A vida de Macedo naturalmente mudou muito com o crescimento dos negócios. De uma temporada de onze dias na cadeia, em 1992, acusado de charlatanismo, estelionato, evasão de divisas, contrabando e curandeirismo, o ex-funcionário da Loteria do Estado do Rio de Janeiro evoluiu para uma rotina que mistura as atividades de um alto executivo globalizado às atribulações de astro mundial. Sua base fica na cidade americana de Atlanta, terra da CNN, da Coca-Cola e de um canal de TV dirigido à comunidade hispânica, recém-adquirido pela Universal. No púlpito da igreja local, o bispo ensaia as pregações que repete mundo afora em eventos que chegam a reunir mais de 10 000 fiéis. Seus deslocamentos ocorrem a bordo de um jato Global Express para oito passageiros e com autonomia de vôo de 12 000 quilômetros (São Paulo a Moscou sem escalas, por exemplo), avaliado em 50 milhões de dólares. No Brasil, usa também um Cessna Citation X, o mesmo que carregava as malas do bispo João Batista na semana passada.

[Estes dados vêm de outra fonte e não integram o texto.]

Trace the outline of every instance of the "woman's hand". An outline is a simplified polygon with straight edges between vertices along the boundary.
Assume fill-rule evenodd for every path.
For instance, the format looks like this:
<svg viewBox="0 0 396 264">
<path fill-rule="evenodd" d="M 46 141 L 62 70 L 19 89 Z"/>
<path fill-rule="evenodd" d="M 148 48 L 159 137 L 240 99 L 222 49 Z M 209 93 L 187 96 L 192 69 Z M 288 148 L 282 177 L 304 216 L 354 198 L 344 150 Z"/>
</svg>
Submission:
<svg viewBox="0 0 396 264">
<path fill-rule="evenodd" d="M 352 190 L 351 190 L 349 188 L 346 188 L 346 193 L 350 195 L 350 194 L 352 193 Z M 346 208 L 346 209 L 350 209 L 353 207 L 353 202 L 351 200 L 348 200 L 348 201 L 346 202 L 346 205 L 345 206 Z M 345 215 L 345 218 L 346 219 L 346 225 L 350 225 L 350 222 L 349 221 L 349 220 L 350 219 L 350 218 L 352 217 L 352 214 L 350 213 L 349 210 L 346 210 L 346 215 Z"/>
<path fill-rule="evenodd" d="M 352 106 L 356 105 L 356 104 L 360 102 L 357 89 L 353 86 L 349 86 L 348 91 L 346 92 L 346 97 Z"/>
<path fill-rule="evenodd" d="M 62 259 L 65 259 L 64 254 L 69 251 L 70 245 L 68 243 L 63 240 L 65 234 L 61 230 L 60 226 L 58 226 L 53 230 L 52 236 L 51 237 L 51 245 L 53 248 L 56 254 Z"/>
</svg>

Não há nenhuma coincidência no fato de os dois flagrantes aéreos do dinheiro da Universal envolverem parlamentares. A representação política é um dos aspectos de que o bispo cuida com mais carinho. A bancada ligada à sua igreja, que se move de um partido para outro conforme as conveniências dos empreendimentos de Macedo, conta com dezessete integrantes no Congresso Nacional e age geralmente de comum acordo com outros 46 parlamentares evangélicos. A Universal tem ainda algumas dezenas de deputados estaduais e centenas de vereadores espalhados pelo país. O grande expoente é o bispo senador do PL Marcelo Crivella, sobrinho de Macedo, virtual candidato ao governo do Rio de Janeiro e figurante num processo que investiga seu possível envolvimento com duas empresas instaladas em paraísos fiscais. O PFL decidiu expulsar seus dois integrantes envolvidos nos casos das malas. Antes que alguém ligasse esses pacotes de dinheiro aos que transitam pelo caixa do PT, Crivella foi à tribuna defender o patrimônio da Universal. "Esse dinheiro é fruto de doações de fiéis. Tem origem e destino, coisa que muitos na política não têm", discursou o senador, para tranqüilizar operários, empregadas domésticas, desempregados e aposentados que sacrificam um pedaço de suas economias para ajudar a construir a obra do bispo Macedo. Para justificar o destino da dinheirama, Crivella afirmou que a Igreja Universal paga mensalmente 12 milhões de reais em aluguéis e 6 milhões de reais em salários. Ou seja: 216 milhões de reais por ano.